Any package recommendations for clustering data points? I see clustering.jl exist, however, I don’t see any recent activity on it. Is it still being maintained? Any other package that might be actively maintained?

My BetaML.jl package provides kmeans, kmedoids (hard clustering) and gmm (soft clustering), and these are available also through the MLJ interface…

Thanks. I was not aware of your package. This should work for my purpose. :slight_smile: So, I am assuming your package does a lot of ML stuff without focusing too much on computational efficiency. For more focused and tailored algorithms you refer to the alternative packages you list on your GitHub page. Is that right? (Just trying to get an idea of how your package differs from the existing ones).

Also, how do I access it through the MLJ interface? Any reference that I can look into? I have never used it before. :sweat_smile:

Yes that’s correct… then everything is relative.
I am out of my pc now, but I have some benchmark that eg for missing imputation compared to R mice, time is quite good.
RF are really slow compared to DecidionTrees.jl, but that because they use an algorithm where they accept almost everything, including unordered and missing data.

For the MLJ interface refer to its documentation… it adds a bunch of concepts to grasp (machine, scientific types,…) but then it allows a conmon api for all ml models…

1 Like

You may also like HorseML.jl by @QGMW22 ([ANN] HorseML.jl v0.4.0 and [ANN] HorseML.jlv0.4.1: Many ML algorithms)

1 Like

@sylvaticus I have to admit that I just went very briefly though a documentation of BetaML and there seems to be some areas that I have to do additional reading thus I would like to take some of your time and ask you directly if BetaML is automatically choosing the number of clusters?

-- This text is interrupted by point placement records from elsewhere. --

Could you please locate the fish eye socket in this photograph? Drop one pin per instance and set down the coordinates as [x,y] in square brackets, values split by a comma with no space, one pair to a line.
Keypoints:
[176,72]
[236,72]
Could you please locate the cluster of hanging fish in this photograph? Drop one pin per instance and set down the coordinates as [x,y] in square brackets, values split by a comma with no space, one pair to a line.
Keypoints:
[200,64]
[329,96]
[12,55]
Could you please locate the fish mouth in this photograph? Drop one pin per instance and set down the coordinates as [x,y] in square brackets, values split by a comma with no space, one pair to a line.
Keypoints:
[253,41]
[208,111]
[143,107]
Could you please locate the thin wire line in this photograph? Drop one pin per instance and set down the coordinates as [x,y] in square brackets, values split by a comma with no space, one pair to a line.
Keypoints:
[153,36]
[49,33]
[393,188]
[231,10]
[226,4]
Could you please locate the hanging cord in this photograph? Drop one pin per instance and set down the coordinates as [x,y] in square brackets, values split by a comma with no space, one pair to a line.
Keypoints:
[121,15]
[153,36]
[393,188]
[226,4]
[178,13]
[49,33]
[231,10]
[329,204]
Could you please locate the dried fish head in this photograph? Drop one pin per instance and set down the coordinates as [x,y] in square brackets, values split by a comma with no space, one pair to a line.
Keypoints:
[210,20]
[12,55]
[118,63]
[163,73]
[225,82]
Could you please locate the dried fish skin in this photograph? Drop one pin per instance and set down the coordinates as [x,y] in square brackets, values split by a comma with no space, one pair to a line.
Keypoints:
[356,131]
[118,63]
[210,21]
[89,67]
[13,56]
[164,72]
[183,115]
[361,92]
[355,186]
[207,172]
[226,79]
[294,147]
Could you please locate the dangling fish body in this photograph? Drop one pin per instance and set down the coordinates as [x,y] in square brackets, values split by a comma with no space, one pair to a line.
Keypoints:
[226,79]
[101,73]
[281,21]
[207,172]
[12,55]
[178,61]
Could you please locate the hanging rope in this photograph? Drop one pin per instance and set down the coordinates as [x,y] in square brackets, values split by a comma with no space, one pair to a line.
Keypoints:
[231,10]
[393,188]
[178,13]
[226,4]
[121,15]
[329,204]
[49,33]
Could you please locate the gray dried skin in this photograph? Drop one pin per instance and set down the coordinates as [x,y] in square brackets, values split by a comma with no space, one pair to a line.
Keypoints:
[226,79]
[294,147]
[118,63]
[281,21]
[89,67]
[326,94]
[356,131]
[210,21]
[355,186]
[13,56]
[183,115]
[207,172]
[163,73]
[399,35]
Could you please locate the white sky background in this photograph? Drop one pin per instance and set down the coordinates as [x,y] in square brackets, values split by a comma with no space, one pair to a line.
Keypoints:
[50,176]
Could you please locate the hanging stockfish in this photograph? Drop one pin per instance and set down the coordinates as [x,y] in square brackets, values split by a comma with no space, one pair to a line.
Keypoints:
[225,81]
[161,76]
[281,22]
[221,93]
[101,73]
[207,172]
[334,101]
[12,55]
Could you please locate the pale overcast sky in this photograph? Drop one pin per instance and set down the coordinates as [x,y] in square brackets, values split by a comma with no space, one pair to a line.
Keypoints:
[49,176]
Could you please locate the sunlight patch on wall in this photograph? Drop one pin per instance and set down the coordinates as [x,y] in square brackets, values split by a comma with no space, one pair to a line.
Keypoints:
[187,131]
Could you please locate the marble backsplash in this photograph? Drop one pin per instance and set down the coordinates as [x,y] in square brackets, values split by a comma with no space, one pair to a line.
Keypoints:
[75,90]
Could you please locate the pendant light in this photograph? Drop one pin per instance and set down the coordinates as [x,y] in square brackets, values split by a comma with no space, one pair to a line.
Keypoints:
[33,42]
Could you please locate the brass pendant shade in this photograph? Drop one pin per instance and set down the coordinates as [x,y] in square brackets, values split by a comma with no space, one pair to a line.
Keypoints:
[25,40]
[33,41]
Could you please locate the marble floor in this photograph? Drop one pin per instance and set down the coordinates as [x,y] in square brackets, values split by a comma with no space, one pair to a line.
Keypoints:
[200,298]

Also @math_opt, I cannot comment on timings re large data sets but I took a look at my notes and I see that I have been also using ParallelKMeans.jl (GitHub - PyDataBlog/ParallelKMeans.jl: Parallel & lightning fast implementation of available classic and contemporary variants of the KMeans clustering algorithm). Hope it helps (maybe).

Hi, it doesn’t “automatically” provide the number of clusters, but GMM returns both the Bayesian information criterion (BIC) and the Akaike information criterion (AIC) criteria that can be used to choose it…

Hi, I got it, thanks! (BTW, also many thanks for Introduction to Scientific Programming and Machine Learning with Julia)

Thanks for directing me to these packages! I need to look into this. It looks like I am not aware of a lot of existing packages. Glad I asked here.

1 Like